In oral storytelling, just as the speaker can help the audience make sense of the story, the listeners would be more forgiving of his/her pronunciation mistakes. Where software erroneously wrote some of the words I mispronounced as something else, a live audience would be able to understand me much better in context. There is also a possibility of a dialogue and a chance to ask questions or clarify information in live communication. On the other hand, in oral communication, one cannot delete or edit a thought in the way that writing affords it.

Last but not least, we can be emotional as we speak, while a reader has to read between the lines to decipher our feelings from the vocabulary choices, word order, and other writing techniques.

Final thoughts

This writing assignment was material because it required using material technologies – the computer, microphone, pixels, and others that I am unaware of (Haas, 2013). It also resulted in the creation of a visual artifact. I am wondering whether being aware of the fact that my discourse was being moved from an aural to a visual realm (Ong, as cited in Haas, 2013) to be later analyzed by myself, my professor and peers, altered the way I talked.

References

Bauman, R., & Sherzer, J. (Eds.). (1989). Explorations in the Ethnography of Speaking (2nd ed., Studies in the Social and Cultural Foundations of Language). Cambridge: Cambridge University Press. doi:10.1017/CBO9780511611810

Gnanadesikan, A. E. (2011).“The First IT Revolution.” In The writing revolution: Cuneiform to the internet. (Vol. 25). John Wiley & Sons (pp. 1-10).

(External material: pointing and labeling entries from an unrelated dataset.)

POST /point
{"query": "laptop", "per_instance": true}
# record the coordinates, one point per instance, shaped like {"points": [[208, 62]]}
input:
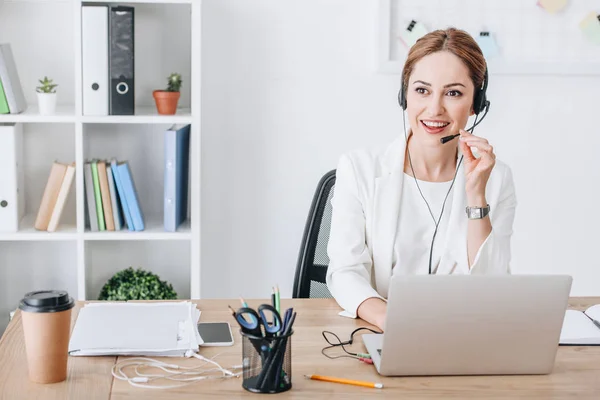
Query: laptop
{"points": [[470, 325]]}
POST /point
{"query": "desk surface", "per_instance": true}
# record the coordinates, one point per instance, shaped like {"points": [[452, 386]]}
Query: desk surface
{"points": [[576, 373]]}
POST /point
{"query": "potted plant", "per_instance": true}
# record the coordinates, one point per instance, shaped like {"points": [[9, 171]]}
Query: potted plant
{"points": [[46, 94], [130, 284], [166, 100]]}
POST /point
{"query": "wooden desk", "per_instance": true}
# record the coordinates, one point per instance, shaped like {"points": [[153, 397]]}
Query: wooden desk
{"points": [[576, 374]]}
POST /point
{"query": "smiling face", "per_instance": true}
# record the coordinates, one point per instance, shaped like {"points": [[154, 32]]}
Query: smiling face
{"points": [[439, 97]]}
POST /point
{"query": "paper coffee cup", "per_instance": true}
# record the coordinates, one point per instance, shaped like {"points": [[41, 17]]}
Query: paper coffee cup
{"points": [[46, 317]]}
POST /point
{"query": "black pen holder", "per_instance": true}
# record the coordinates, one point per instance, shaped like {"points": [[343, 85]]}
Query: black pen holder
{"points": [[267, 363]]}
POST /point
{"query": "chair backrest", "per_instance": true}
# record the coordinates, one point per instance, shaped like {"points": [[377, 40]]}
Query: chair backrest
{"points": [[313, 261]]}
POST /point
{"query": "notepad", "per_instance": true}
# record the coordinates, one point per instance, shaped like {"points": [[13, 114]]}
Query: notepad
{"points": [[142, 329], [579, 329]]}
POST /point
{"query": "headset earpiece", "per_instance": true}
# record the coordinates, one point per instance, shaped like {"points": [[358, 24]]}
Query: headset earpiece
{"points": [[402, 93], [480, 102]]}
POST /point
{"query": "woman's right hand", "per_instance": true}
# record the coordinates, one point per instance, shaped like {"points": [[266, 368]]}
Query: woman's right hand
{"points": [[373, 311]]}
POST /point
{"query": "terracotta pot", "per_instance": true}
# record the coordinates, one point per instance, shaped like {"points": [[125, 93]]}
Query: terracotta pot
{"points": [[166, 102]]}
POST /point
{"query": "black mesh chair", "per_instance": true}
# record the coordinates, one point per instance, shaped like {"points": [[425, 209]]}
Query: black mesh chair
{"points": [[313, 261]]}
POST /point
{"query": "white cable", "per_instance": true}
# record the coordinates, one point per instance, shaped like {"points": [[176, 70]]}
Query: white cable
{"points": [[182, 374]]}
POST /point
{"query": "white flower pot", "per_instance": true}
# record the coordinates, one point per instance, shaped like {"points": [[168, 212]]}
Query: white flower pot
{"points": [[46, 103]]}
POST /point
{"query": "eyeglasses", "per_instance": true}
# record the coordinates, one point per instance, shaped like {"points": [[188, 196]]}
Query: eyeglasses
{"points": [[335, 341]]}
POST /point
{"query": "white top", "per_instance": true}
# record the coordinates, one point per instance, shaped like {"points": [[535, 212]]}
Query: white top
{"points": [[416, 226]]}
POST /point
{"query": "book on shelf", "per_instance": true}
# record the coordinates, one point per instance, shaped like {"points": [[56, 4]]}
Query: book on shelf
{"points": [[111, 197], [107, 35], [176, 176], [12, 98], [55, 195], [12, 202]]}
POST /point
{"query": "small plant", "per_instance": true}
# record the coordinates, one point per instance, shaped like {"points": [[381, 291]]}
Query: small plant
{"points": [[174, 81], [47, 86], [130, 284]]}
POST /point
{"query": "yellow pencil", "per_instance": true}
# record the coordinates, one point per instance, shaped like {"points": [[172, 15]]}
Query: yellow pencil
{"points": [[345, 381]]}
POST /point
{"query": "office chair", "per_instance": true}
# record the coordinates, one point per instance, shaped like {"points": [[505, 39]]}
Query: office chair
{"points": [[313, 261]]}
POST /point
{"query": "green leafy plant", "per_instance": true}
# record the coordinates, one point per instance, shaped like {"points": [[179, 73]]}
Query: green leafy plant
{"points": [[174, 82], [47, 86], [130, 284]]}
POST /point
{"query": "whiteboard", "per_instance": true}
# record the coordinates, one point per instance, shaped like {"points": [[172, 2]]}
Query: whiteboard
{"points": [[531, 40]]}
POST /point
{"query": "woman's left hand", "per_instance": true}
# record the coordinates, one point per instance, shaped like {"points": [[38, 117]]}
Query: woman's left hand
{"points": [[477, 170]]}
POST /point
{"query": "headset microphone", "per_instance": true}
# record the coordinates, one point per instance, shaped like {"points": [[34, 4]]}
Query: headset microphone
{"points": [[446, 139], [486, 107]]}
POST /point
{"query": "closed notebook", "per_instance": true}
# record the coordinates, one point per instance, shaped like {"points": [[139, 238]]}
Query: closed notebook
{"points": [[63, 193], [177, 160], [98, 196], [11, 83], [3, 102], [105, 194], [579, 327], [135, 210], [121, 192], [12, 202], [130, 328], [90, 199], [57, 173], [114, 198]]}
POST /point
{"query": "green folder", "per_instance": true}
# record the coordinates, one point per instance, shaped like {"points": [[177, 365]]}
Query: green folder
{"points": [[3, 103], [99, 208]]}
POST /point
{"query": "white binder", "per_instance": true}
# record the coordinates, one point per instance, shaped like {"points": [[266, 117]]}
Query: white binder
{"points": [[12, 202], [94, 52]]}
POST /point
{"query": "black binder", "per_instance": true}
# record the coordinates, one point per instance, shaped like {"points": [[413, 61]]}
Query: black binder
{"points": [[121, 60]]}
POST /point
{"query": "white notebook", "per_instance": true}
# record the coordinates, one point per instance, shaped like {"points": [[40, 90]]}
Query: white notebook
{"points": [[579, 327], [142, 329]]}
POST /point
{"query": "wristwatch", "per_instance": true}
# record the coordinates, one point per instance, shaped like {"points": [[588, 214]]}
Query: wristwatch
{"points": [[478, 212]]}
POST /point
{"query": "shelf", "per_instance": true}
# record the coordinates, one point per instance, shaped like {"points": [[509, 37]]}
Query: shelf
{"points": [[28, 233], [154, 231], [143, 115], [31, 114], [141, 1], [65, 114]]}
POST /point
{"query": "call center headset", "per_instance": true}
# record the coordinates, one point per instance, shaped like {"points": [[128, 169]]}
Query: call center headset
{"points": [[480, 103]]}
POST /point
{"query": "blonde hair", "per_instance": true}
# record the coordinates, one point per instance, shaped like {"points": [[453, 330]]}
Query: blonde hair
{"points": [[455, 41]]}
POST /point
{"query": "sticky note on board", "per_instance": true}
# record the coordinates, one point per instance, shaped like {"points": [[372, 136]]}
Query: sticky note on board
{"points": [[488, 45], [552, 6], [590, 26], [413, 32]]}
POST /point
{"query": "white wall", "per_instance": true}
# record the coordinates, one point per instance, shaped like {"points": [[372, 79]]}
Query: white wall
{"points": [[288, 86]]}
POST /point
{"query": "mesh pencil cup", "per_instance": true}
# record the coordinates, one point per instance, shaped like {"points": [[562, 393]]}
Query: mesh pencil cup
{"points": [[267, 363]]}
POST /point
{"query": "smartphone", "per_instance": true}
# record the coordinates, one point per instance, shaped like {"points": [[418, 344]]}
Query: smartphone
{"points": [[215, 333]]}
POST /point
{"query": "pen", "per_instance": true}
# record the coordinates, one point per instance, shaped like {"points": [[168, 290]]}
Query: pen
{"points": [[346, 381]]}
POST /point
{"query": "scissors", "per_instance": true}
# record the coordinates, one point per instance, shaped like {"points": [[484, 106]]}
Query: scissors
{"points": [[251, 321]]}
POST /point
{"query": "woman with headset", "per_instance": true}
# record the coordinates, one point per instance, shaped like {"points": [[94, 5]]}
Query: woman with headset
{"points": [[426, 203]]}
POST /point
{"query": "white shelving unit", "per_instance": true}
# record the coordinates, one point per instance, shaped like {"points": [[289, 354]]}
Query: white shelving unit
{"points": [[45, 37]]}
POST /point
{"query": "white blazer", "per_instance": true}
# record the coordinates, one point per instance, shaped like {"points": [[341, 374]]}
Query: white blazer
{"points": [[366, 207]]}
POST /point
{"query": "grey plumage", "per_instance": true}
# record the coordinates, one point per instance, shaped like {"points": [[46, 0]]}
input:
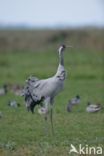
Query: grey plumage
{"points": [[42, 92]]}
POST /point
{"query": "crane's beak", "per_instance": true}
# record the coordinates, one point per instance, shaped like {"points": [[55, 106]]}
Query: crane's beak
{"points": [[69, 46]]}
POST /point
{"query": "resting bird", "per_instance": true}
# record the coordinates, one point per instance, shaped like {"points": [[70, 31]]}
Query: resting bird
{"points": [[73, 102], [13, 104], [42, 92], [91, 108]]}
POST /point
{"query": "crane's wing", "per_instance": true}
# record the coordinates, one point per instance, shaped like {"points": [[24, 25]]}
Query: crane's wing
{"points": [[31, 84]]}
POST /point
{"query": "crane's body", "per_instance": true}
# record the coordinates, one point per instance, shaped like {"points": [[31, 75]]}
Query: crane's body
{"points": [[37, 91]]}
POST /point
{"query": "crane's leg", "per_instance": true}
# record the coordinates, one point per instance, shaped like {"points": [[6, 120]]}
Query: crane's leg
{"points": [[51, 118], [51, 114]]}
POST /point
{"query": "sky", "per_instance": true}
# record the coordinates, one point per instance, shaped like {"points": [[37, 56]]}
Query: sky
{"points": [[52, 12]]}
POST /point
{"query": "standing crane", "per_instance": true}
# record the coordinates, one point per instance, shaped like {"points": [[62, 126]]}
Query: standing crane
{"points": [[42, 92]]}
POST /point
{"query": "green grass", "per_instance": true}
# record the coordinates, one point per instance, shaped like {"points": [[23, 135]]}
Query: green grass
{"points": [[23, 134]]}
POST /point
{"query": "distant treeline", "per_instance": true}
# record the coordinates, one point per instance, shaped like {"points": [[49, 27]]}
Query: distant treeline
{"points": [[34, 40]]}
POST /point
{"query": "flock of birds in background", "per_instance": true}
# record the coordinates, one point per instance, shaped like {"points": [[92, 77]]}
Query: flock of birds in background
{"points": [[42, 92]]}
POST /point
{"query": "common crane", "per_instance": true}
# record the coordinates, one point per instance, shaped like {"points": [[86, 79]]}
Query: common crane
{"points": [[43, 91]]}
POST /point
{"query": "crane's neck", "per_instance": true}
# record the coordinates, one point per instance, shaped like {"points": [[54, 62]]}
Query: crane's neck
{"points": [[61, 57], [60, 71]]}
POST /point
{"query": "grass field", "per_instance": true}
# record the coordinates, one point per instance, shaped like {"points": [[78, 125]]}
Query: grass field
{"points": [[22, 134]]}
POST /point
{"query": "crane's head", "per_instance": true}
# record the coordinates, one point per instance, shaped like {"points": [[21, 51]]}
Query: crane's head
{"points": [[62, 47]]}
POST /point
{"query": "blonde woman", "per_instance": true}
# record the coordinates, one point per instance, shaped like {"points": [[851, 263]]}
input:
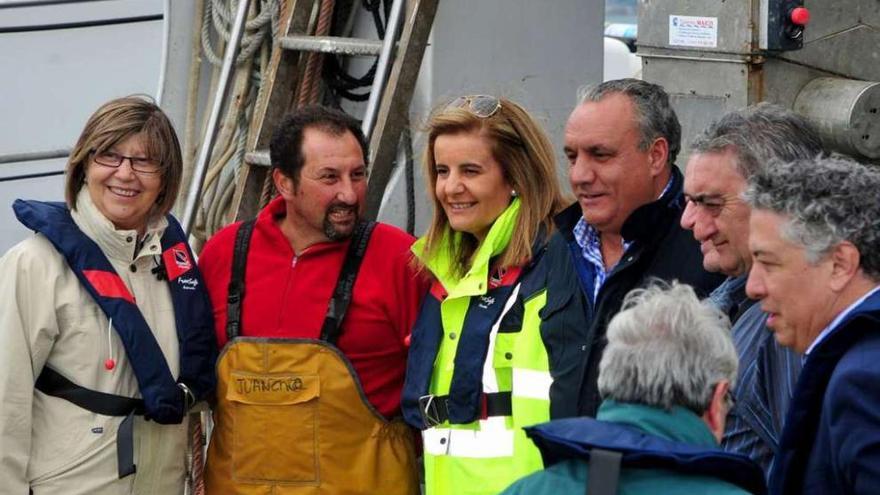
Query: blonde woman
{"points": [[478, 368]]}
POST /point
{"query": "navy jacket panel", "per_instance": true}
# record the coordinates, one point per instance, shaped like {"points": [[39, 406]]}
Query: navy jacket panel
{"points": [[831, 439]]}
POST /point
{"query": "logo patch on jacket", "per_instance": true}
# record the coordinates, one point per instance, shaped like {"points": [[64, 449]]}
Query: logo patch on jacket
{"points": [[177, 260], [108, 284]]}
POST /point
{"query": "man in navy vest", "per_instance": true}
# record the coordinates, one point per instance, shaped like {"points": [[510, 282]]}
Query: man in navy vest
{"points": [[816, 267], [665, 377], [621, 142]]}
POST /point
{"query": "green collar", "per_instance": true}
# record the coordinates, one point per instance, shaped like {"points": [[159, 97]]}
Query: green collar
{"points": [[474, 282], [679, 424]]}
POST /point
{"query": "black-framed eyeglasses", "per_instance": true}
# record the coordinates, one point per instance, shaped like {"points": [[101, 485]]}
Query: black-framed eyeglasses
{"points": [[139, 164], [729, 399], [482, 106]]}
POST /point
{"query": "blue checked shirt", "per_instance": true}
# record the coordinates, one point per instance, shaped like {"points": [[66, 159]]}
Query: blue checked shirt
{"points": [[588, 238]]}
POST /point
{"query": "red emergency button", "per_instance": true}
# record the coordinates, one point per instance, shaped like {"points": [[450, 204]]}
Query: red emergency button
{"points": [[800, 16]]}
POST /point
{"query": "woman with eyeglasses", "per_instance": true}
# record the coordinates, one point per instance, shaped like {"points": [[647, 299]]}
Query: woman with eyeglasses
{"points": [[106, 333], [478, 369]]}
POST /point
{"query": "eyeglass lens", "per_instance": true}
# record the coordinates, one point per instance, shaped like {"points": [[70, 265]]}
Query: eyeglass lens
{"points": [[482, 106], [138, 164]]}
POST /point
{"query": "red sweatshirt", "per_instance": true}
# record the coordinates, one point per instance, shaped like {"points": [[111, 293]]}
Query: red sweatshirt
{"points": [[286, 296]]}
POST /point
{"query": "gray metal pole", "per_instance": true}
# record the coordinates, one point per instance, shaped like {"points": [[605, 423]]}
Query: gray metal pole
{"points": [[201, 166], [382, 68]]}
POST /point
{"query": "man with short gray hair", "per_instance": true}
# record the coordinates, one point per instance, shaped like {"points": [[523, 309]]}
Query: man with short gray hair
{"points": [[816, 270], [621, 142], [723, 157], [665, 378]]}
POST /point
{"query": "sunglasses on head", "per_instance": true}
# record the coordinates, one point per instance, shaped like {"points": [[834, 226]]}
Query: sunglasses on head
{"points": [[482, 106]]}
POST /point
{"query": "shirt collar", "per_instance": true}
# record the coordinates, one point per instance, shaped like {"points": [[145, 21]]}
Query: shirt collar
{"points": [[588, 237], [839, 318]]}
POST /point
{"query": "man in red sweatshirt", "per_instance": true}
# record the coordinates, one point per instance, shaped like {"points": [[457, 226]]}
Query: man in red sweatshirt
{"points": [[299, 274]]}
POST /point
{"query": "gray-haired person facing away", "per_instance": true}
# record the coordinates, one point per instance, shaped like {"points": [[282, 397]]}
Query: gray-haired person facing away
{"points": [[665, 379]]}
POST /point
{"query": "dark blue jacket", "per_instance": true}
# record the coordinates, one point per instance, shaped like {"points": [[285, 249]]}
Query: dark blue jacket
{"points": [[573, 327], [831, 439], [668, 452]]}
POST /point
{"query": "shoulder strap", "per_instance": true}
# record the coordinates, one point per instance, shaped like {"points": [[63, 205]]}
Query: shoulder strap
{"points": [[235, 293], [338, 306]]}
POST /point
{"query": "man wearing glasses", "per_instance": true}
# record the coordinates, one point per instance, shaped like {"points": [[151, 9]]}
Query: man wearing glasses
{"points": [[621, 142], [723, 159]]}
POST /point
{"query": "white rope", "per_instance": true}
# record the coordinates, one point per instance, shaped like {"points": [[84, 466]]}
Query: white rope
{"points": [[228, 156]]}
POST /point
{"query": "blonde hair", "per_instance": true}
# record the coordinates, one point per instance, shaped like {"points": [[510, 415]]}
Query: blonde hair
{"points": [[524, 151], [112, 123]]}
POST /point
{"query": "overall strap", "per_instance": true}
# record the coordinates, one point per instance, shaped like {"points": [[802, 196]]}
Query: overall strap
{"points": [[235, 292], [332, 328]]}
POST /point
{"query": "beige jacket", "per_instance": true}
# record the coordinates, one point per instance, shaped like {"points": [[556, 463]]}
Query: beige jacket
{"points": [[48, 319]]}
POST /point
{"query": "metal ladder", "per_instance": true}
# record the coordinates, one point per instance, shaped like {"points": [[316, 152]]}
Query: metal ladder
{"points": [[387, 108]]}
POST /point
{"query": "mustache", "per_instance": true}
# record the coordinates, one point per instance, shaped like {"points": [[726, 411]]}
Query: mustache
{"points": [[340, 207]]}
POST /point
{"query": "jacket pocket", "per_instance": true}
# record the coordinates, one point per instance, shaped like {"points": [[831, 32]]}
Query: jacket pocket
{"points": [[275, 427]]}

Haas, C. (2013). “The Technology Question.” In Writing technology: Studies on the materiality of literacy. Routledge. (pp. 3-23).

3 thoughts on “Task 3: Voice to Text ”

Mel says:

February 5, 2021 at 7:35 am

Olga, I like how you integrated tables to show what you said and how voice-to-text materialized it into text. Some of the errors are strange, indeed. I have to wonder why some of the common words like “critique” became phoneticized.
I also noticed how all my filler words seemed to magically disappear in the materialization! I, too, know that I spoke differently to the computer than I would normally, because I have enunciation issues, and I didn’t want my story to be completely garbled.

I used Google Docs’ Voice typing feature for this task and practiced a bit with it by taking notes on the week’s readings – I was stunned at how the names were spelled spot-on – Eric Havelock and Walter Ong – as a result of being matched against Google’s data. As I spoke, Voice typing worked to decipher what I said, but when I stopped speaking, another round of processing happened and magically, the names were correct! I bet it would get Suzanne de Castell’s name correct. Are you in ETEC565D? It was one of my favourite courses in the program!

- OlgaKanapelka says:
  
  February 5, 2021 at 4:04 pm
  
  Hi Mel,
  I’m going to give Google Docs Voice typing a try, thanks for the tip!
  And, no, I sadly did not get in the ETEC565D this term :(. My only chance to it before I graduate is if it is offered as a summer institute. Fingers crossed it is! I heard so much about it!
  
CARLOTRENTADUE says:

March 21, 2021 at 11:11 am

Olga,
There were definitely many similarities between us when it comes to the understanding of orality vs. the written, reading from a script, and the flexibility orality afford an audience. Although I can speak another language, English is my primary language – I found the influence of the accent an interesting factor in this particular assignment. You touch on your accent a few times in this task. I wonder: To what degree did you think your accent, if at all, played a role in the formation of meaning-making here?